As to the final question, I believe that knowing how to ‘fix’ a good, but risky, position is a powerful earnings source. It remains important to exit trades that are not worth salvaging.
An Alternative Perspective
I often refer to ‘risk management’ as if it were separated from ‘regular’ trading. We enter into a trade as a first step, then when necessary, the original position is changed or adjusted.
Consider this perspective:
You own a blank portfolio – with no current positions. No risk. No possible reward.
Next, assume adjustment to that portfolio is made. Deciding that zero risk/zero reward is not what you want to own right now, you buy an iron condor. That trade adjusted (changed) the portfolio. You made a voluntary trade and added an acceptable level of both risk and reward potential.
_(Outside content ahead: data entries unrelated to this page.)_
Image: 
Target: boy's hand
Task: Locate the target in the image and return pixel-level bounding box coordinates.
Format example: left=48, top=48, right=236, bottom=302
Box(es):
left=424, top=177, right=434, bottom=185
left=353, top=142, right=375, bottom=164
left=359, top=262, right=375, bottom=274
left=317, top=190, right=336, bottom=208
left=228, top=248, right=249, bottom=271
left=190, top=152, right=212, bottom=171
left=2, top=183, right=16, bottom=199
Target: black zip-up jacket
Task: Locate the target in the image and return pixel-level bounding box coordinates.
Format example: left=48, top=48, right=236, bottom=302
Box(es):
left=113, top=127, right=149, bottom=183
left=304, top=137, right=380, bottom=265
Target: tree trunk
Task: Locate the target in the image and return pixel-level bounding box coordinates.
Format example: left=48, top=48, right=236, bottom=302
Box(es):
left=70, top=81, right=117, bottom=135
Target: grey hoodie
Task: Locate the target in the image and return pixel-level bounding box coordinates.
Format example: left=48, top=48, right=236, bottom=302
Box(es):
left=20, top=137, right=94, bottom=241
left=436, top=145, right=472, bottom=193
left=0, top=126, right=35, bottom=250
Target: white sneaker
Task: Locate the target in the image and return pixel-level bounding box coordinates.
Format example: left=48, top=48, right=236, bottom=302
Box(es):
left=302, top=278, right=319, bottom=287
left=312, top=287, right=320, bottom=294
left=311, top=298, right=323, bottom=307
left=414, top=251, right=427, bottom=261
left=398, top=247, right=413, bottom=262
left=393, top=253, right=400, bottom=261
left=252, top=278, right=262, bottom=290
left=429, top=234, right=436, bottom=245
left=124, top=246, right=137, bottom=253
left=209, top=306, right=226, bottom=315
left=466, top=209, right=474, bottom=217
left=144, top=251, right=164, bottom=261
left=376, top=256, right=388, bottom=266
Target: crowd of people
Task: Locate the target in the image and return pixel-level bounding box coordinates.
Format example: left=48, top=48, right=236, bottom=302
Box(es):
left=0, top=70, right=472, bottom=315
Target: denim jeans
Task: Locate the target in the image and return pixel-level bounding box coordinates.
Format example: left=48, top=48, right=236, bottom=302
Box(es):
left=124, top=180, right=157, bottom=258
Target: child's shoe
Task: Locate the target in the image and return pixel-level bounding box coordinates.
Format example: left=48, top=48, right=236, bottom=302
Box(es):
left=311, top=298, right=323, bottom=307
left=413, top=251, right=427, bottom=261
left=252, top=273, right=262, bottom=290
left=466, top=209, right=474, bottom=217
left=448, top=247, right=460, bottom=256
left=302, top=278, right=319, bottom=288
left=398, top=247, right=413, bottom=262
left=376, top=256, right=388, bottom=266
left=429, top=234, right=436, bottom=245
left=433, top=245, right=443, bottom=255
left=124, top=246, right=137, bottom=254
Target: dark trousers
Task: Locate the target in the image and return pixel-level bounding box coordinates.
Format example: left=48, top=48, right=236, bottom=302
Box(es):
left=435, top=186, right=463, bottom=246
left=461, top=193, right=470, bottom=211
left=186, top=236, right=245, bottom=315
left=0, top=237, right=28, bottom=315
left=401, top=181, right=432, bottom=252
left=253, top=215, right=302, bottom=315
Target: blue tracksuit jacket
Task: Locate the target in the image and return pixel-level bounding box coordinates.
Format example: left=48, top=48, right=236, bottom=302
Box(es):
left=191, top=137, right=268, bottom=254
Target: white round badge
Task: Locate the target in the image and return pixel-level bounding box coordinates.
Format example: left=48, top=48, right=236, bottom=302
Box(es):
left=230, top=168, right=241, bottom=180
I’ve described adjustments as having one purpose: risk reduction. In this scenario, the risk of having no earnings potential was reduced.
Two weeks later, you make another portfolio adjustment by opening a new position. Perhaps it’s a butterfly spread this time. This is another voluntary portfolio adjustment.
Most traders think of an adjustment as involuntary. In other words, they prefer not to make that trade. That is not a good mindset, and only applies when the trader has waited far too long and now has no alternatives, other than exiting the trade. I suggest looking at an adjustment (as it is usually defined) as a voluntary trade. You want to make this trade because it reduces risk and transforms the current position into another that you want to own.
From this perspective, making a position adjustment is NO DIFFERENT from opening a new trade.
When the adjustment is complete, you own a position that you want to own. Isn’t that exactly how you feel when making a new trade?
Thus, you do not have to ‘master’ anything. You only have to know when an adjustment is needed and recognize when a new trade is going to give you an improved position. I believe those are reasonable goals for any trader. Think of ‘adjusting’ a position as working on a partially painted canvas, whereas adjusting a portfolio by adding a new trade is working on a blank canvas.
Just as you make an effort to learn more details about trading your chosen strategies, so too will you learn a few possibilities for ‘fixing’ a troubled trade. There’s no need to be any more of an expert in making these trades than there is in making the original iron condor trade. It may be more fun to open a clean trade, but you will discover that the money is made by improving your positions. I do not believe there is any special edge in initiating iron condors. The edge has to come from good decision-making, and trade execution skills.
As you understand more about options, you gain a better intuitive feeling (but do NOT ignore the risk graphs or the greeks) for which trade type provides needed (even if not the absolute best) risk-reducing, profit-enhancing protection. It is worth the effort.
If you believe than an adjustment is another profit-making opportunity and not a nuisance that locks in a loss, then the whole idea of adjusting becomes so much less frightening and burdensome. It’s just an ordinary trade using options = to do what options do best: reduce risk and (if you elect not to exit) increase the chances of owning a winning trade(defined as making money from the time the adjustment is made).